Alors, que faire ? À mon sens, il appartient au gouvernement de créer les conditions d’un dialogue structuré entre les entreprises technologiques et les associations d’auteurs. Il ne suffit plus de laisser les tribunaux trancher au cas par cas, ni de miser sur une réforme technique du droit d’auteur. Comme je l’ai déjà soutenu, notre loi actuelle n’est tout simplement pas conçue pour corriger l’asymétrie fondamentale créée par l’intelligence artificielle. Ce qu’il faut, c’est un véritable cadre de négociation, soutenu par l’État, qui reconnaisse explicitement l’interdépendance entre les créateurs et les développeurs.
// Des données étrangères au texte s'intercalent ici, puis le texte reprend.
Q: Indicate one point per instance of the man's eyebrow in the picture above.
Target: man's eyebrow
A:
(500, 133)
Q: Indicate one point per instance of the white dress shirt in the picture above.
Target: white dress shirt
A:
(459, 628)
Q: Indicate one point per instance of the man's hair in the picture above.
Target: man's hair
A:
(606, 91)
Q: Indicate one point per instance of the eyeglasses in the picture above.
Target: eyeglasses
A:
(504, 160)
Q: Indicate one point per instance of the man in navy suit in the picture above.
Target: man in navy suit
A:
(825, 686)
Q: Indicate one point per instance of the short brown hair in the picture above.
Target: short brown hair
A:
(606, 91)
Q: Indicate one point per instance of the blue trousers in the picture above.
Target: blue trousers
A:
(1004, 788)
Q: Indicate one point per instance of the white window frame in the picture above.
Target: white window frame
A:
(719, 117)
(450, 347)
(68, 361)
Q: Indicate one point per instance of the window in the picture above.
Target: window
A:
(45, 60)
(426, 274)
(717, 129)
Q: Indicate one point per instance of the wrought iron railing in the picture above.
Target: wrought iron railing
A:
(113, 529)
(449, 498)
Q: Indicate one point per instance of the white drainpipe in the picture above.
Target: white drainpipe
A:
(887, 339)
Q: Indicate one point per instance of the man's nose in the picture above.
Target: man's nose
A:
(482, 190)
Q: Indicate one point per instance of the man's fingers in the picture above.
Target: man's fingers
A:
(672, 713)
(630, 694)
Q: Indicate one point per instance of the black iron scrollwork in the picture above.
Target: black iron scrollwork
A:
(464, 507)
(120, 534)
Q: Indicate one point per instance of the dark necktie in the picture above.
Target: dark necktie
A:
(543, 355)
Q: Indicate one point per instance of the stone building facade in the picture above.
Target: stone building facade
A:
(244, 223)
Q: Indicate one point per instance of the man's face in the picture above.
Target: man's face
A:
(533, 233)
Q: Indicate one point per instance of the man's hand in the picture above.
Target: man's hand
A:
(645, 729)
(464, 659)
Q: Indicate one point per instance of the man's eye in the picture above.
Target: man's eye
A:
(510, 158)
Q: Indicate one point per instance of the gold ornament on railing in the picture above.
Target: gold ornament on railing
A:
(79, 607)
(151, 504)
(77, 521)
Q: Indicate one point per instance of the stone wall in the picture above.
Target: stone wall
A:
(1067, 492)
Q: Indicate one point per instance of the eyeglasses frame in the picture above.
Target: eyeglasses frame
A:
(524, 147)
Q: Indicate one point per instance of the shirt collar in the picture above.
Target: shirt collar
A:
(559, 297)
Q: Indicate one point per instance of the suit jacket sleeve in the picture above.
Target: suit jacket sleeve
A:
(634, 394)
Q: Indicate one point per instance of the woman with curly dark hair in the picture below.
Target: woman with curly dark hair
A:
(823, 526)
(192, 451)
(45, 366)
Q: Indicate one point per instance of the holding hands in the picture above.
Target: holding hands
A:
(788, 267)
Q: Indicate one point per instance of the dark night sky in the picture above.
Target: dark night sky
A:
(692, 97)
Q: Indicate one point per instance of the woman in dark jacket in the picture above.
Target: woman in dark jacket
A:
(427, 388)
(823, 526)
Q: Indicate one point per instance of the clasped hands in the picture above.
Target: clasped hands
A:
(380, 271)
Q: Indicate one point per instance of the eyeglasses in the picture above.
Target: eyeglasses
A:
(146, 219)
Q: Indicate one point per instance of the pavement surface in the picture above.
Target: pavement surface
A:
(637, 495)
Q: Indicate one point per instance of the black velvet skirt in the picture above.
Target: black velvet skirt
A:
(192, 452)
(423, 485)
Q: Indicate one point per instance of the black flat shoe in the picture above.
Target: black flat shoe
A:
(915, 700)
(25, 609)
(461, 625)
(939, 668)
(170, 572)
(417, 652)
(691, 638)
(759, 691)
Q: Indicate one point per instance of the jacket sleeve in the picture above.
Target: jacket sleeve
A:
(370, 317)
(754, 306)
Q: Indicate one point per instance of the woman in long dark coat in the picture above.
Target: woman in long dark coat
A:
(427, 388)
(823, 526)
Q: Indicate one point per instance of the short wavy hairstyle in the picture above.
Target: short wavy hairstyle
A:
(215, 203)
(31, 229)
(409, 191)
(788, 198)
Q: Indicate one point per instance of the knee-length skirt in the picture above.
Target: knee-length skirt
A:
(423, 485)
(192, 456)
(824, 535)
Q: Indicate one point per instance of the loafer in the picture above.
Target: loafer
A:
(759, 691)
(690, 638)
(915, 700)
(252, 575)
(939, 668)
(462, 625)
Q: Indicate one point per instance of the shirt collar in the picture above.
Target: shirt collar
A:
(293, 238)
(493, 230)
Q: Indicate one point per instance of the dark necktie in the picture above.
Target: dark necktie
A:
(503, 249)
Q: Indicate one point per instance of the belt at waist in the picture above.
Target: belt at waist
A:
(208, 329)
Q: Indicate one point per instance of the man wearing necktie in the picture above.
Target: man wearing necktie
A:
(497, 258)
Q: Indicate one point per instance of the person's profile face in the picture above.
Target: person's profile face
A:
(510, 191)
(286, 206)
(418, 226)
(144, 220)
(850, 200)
D’un côté, les auteurs doivent pouvoir être rémunérés équitablement pour l’utilisation de leurs œuvres dans l’entraînement des systèmes d’IA. De l’autre, les entreprises doivent avoir un accès prévisible et légal à ces œuvres, afin de soutenir l’innovation. Cela ne peut passer que par un dialogue fondé sur la reconnaissance mutuelle : les entreprises doivent admettre qu’elles dépendent de la créativité humaine, et les auteurs, que l’intelligence artificielle est là pour rester. Il est temps d’organiser cette cohabitation sur des bases justes et durables, plutôt que de laisser l’iniquité se normaliser au nom du progrès.
Christian Clavette
Professeur adjoint à la faculté de droit de l'Université de Moncton.